In 2005, Vester left the television industry to focus on being a stay-at-home mother. She currently lives in Manhattan, New York, with her husband and four children.
“I just really, really wanted to be a stay-at-home mom,” she told Adweek. “I came to it late, I’d worked in television since I was 17, in high school, and met my husband late, and by the grace of God, got pregnant in my mid-thirties, and I thought, ‘I don’t want to miss anything!'”
In an interview with Variety, Vester said her first encounter with Brokaw was when she was covering Pope John Paul’s visit to Denver, Colorado, in 1993.
“We were in the Denver bureau, and there was a conference room. I’m standing there, and Tom Brokaw enters through the door and grabs me from behind and proceeds to tickle me up and down my waist,” Vester told the publication. “I jumped a foot and I looked at a guy who was the senior editor of ‘Nightly,’ and his jaw was hanging open. Nobody acted like anything wrong was happening, but I was humiliated.”
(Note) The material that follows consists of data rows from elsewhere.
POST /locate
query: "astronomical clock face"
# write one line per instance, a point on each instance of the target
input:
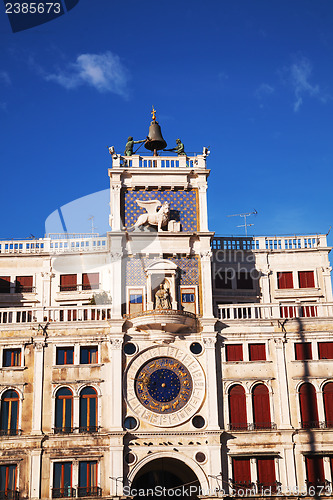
(164, 386)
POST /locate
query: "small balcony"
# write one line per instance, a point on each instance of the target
(66, 492)
(246, 426)
(9, 495)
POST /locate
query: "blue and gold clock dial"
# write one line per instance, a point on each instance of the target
(163, 385)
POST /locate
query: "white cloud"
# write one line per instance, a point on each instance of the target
(104, 72)
(5, 78)
(300, 73)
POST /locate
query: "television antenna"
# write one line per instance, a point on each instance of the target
(245, 215)
(93, 227)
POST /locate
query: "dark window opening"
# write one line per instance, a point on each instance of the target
(88, 355)
(244, 281)
(234, 352)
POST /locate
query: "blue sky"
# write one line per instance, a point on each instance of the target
(252, 79)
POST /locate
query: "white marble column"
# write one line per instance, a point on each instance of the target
(35, 473)
(211, 375)
(38, 386)
(116, 383)
(281, 367)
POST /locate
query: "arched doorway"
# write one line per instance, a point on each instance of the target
(163, 474)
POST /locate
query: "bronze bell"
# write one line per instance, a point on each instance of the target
(156, 140)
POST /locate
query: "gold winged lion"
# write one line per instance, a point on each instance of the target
(153, 216)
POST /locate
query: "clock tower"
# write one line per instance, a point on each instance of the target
(161, 259)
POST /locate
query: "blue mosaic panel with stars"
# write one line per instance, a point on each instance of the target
(183, 206)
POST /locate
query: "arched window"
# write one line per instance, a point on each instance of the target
(261, 407)
(64, 410)
(237, 408)
(9, 413)
(308, 405)
(88, 410)
(328, 403)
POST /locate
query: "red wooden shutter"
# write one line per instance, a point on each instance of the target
(261, 407)
(285, 280)
(257, 352)
(68, 282)
(266, 472)
(303, 350)
(306, 279)
(308, 404)
(237, 408)
(241, 471)
(314, 470)
(234, 352)
(90, 281)
(328, 403)
(325, 350)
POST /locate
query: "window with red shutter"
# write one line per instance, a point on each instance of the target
(303, 351)
(4, 284)
(261, 407)
(23, 284)
(328, 403)
(234, 352)
(306, 279)
(308, 405)
(285, 280)
(325, 350)
(241, 473)
(237, 408)
(266, 473)
(68, 282)
(257, 352)
(314, 471)
(90, 281)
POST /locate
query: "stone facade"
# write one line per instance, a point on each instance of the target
(229, 389)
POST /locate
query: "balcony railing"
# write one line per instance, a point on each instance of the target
(246, 426)
(10, 432)
(256, 311)
(190, 160)
(252, 488)
(89, 491)
(54, 314)
(9, 495)
(63, 492)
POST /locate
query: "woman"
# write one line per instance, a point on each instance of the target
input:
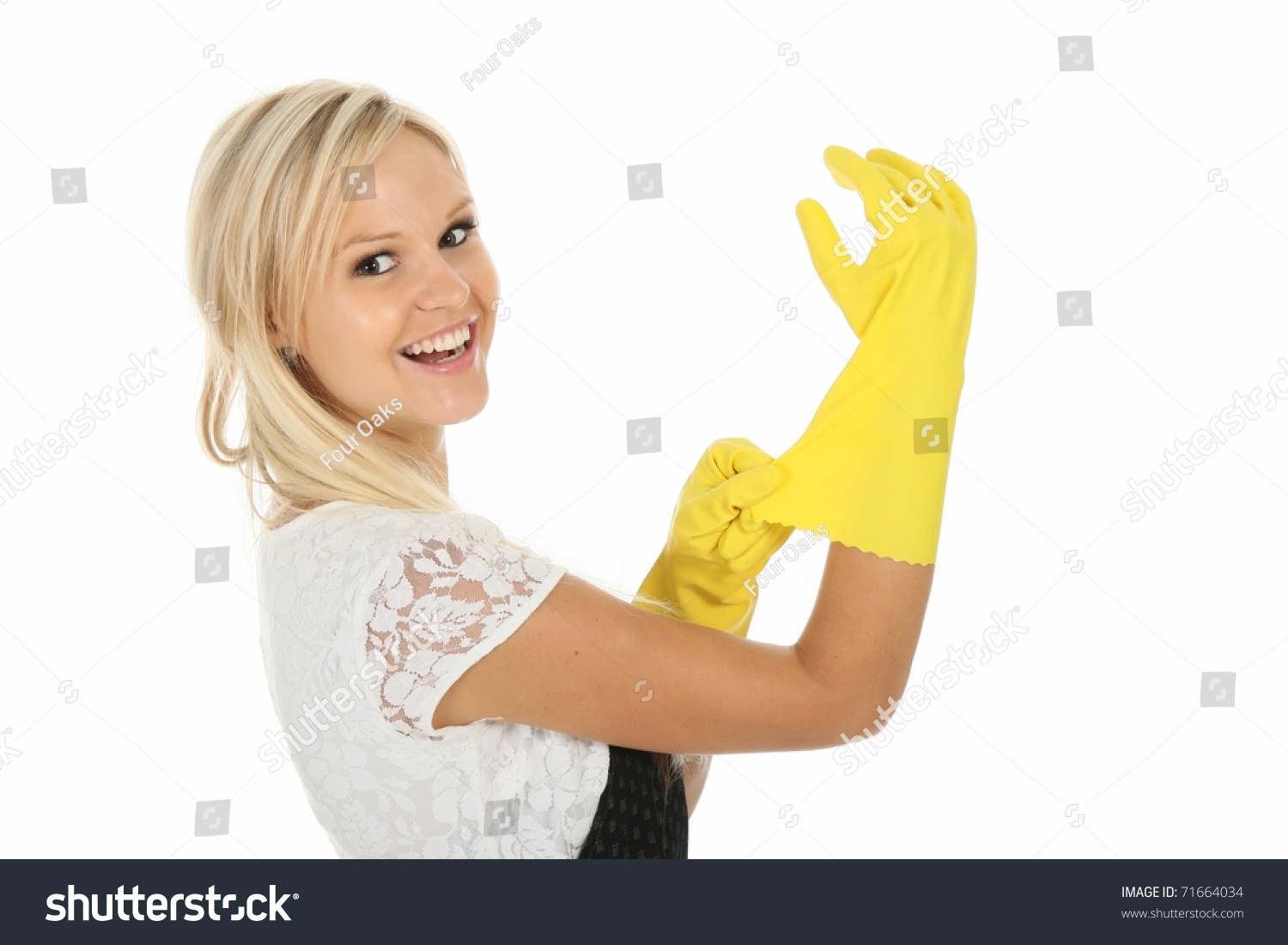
(334, 244)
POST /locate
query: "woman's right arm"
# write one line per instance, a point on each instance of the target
(592, 666)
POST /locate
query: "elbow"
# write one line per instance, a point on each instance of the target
(865, 716)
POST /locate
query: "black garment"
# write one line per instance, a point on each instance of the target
(638, 819)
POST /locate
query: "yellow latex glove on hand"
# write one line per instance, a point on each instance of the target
(715, 542)
(873, 463)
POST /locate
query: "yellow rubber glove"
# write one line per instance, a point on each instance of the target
(715, 545)
(873, 463)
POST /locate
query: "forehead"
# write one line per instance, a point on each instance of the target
(416, 188)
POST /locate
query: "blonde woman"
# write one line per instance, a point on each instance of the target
(443, 690)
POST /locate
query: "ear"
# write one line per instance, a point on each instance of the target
(275, 332)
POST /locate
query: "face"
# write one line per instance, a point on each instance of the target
(407, 267)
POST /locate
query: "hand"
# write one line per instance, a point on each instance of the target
(718, 542)
(872, 465)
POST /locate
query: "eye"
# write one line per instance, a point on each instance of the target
(361, 270)
(464, 227)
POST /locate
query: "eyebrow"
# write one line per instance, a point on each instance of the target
(394, 233)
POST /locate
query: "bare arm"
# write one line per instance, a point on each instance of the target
(582, 662)
(696, 772)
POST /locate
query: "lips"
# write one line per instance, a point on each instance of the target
(427, 342)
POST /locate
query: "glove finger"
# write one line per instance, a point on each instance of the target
(911, 170)
(858, 174)
(721, 460)
(747, 551)
(713, 510)
(844, 283)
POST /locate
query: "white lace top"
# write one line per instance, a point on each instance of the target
(368, 615)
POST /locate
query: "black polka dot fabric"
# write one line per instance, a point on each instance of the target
(638, 818)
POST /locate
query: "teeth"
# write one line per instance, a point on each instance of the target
(445, 342)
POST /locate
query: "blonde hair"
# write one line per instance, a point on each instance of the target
(265, 206)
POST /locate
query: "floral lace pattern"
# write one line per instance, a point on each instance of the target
(396, 607)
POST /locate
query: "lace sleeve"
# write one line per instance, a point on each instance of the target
(442, 604)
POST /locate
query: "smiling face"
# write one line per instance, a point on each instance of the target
(409, 265)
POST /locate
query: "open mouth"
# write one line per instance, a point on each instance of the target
(443, 350)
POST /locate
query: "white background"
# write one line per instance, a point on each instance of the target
(625, 309)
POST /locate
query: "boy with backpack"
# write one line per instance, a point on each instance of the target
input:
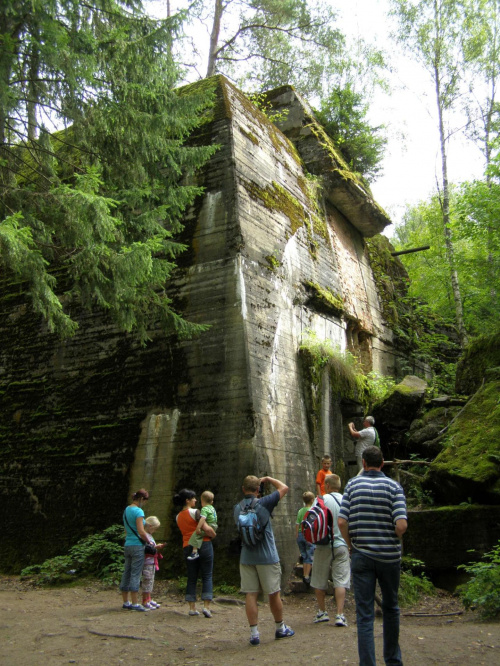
(332, 557)
(259, 560)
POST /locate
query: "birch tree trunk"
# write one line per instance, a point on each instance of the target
(450, 251)
(214, 38)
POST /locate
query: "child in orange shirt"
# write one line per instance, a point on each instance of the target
(326, 461)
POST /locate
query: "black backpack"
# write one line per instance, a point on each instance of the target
(252, 520)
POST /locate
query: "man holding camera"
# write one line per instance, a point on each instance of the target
(259, 564)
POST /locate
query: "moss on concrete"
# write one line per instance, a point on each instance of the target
(275, 197)
(471, 447)
(482, 354)
(323, 299)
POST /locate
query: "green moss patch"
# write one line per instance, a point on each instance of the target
(275, 197)
(472, 441)
(323, 299)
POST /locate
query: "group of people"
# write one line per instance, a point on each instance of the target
(369, 519)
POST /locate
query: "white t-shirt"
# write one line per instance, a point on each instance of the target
(366, 438)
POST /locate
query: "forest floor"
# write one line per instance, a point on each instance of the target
(87, 625)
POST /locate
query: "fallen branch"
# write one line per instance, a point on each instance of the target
(134, 638)
(457, 415)
(432, 614)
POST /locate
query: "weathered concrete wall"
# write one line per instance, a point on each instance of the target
(84, 422)
(463, 533)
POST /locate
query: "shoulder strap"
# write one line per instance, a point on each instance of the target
(334, 498)
(130, 526)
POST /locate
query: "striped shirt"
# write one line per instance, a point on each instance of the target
(372, 504)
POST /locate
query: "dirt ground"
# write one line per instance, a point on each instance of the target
(86, 625)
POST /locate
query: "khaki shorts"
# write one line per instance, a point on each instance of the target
(260, 576)
(324, 566)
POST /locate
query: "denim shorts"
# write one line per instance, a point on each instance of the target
(134, 561)
(306, 549)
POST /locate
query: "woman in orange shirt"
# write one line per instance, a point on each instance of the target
(187, 521)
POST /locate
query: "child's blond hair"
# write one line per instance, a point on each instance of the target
(152, 521)
(207, 496)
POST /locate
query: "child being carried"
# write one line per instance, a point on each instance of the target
(208, 515)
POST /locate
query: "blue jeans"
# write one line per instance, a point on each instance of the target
(134, 561)
(204, 565)
(306, 549)
(365, 573)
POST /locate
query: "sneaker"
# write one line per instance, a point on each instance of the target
(138, 607)
(285, 632)
(322, 616)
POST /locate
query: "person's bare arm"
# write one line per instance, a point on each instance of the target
(140, 529)
(281, 487)
(401, 527)
(344, 530)
(201, 522)
(353, 431)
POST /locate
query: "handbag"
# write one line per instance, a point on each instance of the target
(149, 548)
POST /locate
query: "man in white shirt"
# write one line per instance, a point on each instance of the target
(365, 438)
(332, 557)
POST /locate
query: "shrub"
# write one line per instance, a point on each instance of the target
(413, 583)
(483, 590)
(99, 555)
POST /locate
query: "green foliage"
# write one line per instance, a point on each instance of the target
(483, 590)
(343, 114)
(378, 386)
(345, 372)
(422, 334)
(481, 354)
(413, 582)
(89, 215)
(345, 375)
(474, 211)
(471, 444)
(261, 102)
(99, 555)
(225, 588)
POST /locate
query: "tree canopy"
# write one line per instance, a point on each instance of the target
(89, 213)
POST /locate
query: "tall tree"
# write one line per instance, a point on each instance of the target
(434, 32)
(92, 210)
(349, 84)
(475, 207)
(483, 108)
(258, 43)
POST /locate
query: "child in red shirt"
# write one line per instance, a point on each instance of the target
(326, 461)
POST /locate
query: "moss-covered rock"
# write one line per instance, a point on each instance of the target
(397, 411)
(464, 533)
(478, 357)
(469, 465)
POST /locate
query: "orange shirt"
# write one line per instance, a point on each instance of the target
(187, 525)
(320, 478)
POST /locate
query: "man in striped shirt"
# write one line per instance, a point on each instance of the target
(372, 520)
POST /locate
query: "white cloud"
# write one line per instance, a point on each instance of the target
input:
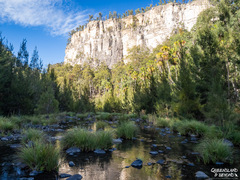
(55, 15)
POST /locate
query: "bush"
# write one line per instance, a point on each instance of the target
(6, 124)
(101, 125)
(41, 156)
(87, 141)
(32, 135)
(213, 150)
(127, 130)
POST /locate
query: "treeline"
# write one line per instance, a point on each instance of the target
(192, 75)
(25, 87)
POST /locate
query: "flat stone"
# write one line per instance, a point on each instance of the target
(117, 141)
(73, 150)
(64, 175)
(75, 177)
(153, 152)
(201, 175)
(99, 151)
(161, 161)
(71, 164)
(137, 163)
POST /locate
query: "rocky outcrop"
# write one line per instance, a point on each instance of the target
(110, 40)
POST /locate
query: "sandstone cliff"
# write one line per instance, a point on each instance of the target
(110, 40)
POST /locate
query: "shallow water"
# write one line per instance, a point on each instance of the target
(112, 165)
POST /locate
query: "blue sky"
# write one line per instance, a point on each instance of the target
(46, 23)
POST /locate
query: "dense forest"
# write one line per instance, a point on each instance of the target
(192, 75)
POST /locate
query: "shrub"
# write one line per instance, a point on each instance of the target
(6, 124)
(32, 135)
(87, 141)
(127, 130)
(101, 125)
(213, 150)
(41, 156)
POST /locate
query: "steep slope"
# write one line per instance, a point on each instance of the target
(110, 40)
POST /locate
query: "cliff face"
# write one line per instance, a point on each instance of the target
(110, 40)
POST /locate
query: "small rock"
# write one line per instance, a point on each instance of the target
(73, 150)
(113, 149)
(201, 175)
(71, 164)
(99, 151)
(34, 173)
(195, 153)
(4, 139)
(117, 141)
(161, 161)
(137, 163)
(219, 163)
(64, 175)
(15, 146)
(149, 164)
(75, 177)
(190, 164)
(153, 152)
(229, 143)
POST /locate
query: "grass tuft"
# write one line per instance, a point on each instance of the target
(126, 130)
(101, 125)
(32, 135)
(213, 150)
(87, 141)
(6, 124)
(41, 156)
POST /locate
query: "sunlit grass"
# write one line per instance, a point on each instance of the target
(213, 150)
(127, 130)
(86, 140)
(40, 156)
(32, 135)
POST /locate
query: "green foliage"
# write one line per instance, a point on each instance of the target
(192, 127)
(127, 130)
(32, 135)
(47, 103)
(101, 125)
(6, 124)
(213, 150)
(87, 141)
(41, 156)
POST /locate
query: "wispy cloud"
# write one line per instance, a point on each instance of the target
(56, 15)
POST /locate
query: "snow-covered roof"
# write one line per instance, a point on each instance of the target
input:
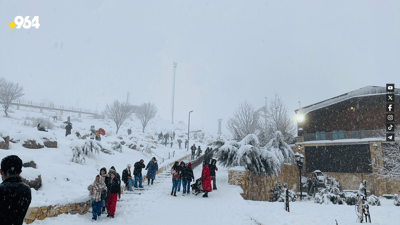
(365, 91)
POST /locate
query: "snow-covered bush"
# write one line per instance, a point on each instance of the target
(82, 148)
(292, 196)
(35, 121)
(116, 146)
(396, 200)
(78, 155)
(266, 160)
(331, 193)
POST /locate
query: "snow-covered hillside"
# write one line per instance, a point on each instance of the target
(64, 181)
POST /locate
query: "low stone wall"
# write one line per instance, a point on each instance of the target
(41, 213)
(257, 187)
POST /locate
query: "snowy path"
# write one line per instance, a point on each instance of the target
(224, 206)
(156, 206)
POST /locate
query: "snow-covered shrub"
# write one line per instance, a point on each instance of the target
(116, 146)
(292, 196)
(350, 198)
(396, 200)
(373, 200)
(266, 160)
(45, 121)
(82, 148)
(77, 155)
(331, 193)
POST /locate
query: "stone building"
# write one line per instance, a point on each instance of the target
(342, 137)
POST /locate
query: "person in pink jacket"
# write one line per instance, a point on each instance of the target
(206, 179)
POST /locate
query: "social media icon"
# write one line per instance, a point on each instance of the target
(390, 127)
(390, 97)
(389, 107)
(389, 137)
(389, 87)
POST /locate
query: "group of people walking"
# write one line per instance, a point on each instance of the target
(196, 154)
(106, 188)
(183, 174)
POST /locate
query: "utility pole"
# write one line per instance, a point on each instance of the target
(128, 96)
(173, 93)
(219, 128)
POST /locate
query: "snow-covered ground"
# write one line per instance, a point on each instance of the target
(223, 206)
(65, 182)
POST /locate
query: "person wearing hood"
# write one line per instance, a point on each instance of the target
(187, 176)
(127, 177)
(15, 196)
(138, 173)
(176, 172)
(114, 191)
(213, 167)
(95, 195)
(151, 168)
(206, 179)
(105, 178)
(112, 168)
(182, 167)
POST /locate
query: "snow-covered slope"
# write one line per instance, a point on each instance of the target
(64, 181)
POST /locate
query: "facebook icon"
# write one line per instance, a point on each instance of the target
(389, 107)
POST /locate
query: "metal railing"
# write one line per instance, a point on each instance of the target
(360, 134)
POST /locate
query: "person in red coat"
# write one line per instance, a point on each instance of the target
(206, 179)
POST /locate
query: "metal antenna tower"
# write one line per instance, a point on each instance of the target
(173, 93)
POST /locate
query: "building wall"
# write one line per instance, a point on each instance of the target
(257, 187)
(368, 114)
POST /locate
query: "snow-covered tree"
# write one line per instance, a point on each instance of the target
(244, 121)
(81, 148)
(9, 92)
(391, 160)
(275, 118)
(118, 112)
(266, 160)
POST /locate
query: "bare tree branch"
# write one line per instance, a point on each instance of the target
(276, 119)
(245, 121)
(118, 112)
(145, 113)
(9, 92)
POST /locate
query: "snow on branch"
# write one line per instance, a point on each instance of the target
(266, 160)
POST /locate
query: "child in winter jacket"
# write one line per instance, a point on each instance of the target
(95, 195)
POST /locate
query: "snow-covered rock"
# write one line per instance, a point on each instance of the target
(31, 177)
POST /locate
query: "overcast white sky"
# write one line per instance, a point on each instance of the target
(93, 52)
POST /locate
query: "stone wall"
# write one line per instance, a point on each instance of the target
(41, 213)
(257, 187)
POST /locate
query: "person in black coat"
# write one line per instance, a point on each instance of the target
(213, 168)
(138, 172)
(15, 196)
(68, 129)
(187, 176)
(116, 174)
(114, 190)
(105, 177)
(127, 177)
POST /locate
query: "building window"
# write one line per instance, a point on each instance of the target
(335, 135)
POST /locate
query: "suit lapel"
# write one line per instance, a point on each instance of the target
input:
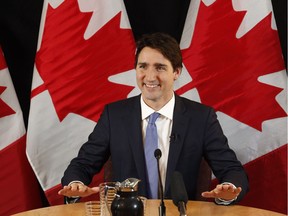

Vester said she was just a junior reporter compared to the famous news anchor that Brokaw was at the time and she had previously only exchanged niceties with him in the hallway.
In another instance in January 1994, Vester recalled that she was not particularly interested in Brokaw but he came to her hotel room anyway.
“He grabbed me behind my neck and tried to force me to kiss him. I was shocked to feel the amount of force and his full strength on me,” he said. “I could smell alcohol on his breath, but he was totally sober. He spoke clearly. He was in control of his faculties. I broke away and stood up and said, ‘Tom, I do not want to do this with you. If I did, I would leave for London with a loss of innocence and I don’t want to go down that road.’”
She added that Borkaw sat there for quite some time and then tried to kiss her again on his way out. He allegedly repeated similar advances the following year when he showed up at her apartment. Vester said she firmly rebuffed his actions a third time.
Brokaw released a statement, denying all the accusations brought against him by Vester: “I met with Linda Vester on two occasions, both at her request, 23 years ago because she wanted advice with respect to her career at NBC. The meetings were brief, cordial and appropriate, and despite Linda’s allegations, I made no romantic overtures towards her at that time or any other.”
Vester said women working for NBC are skeptical in reporting workplace harassment, lest they be branded in a negative light.
“There was a culture at NBC News, in my experience, where women who raise questions about misconduct get labeled as troublemakers,” Vester said, explaining why she did not come out with the allegations earlier. “It can torpedo your career. I already knew that, so I didn’t want to make any trouble.”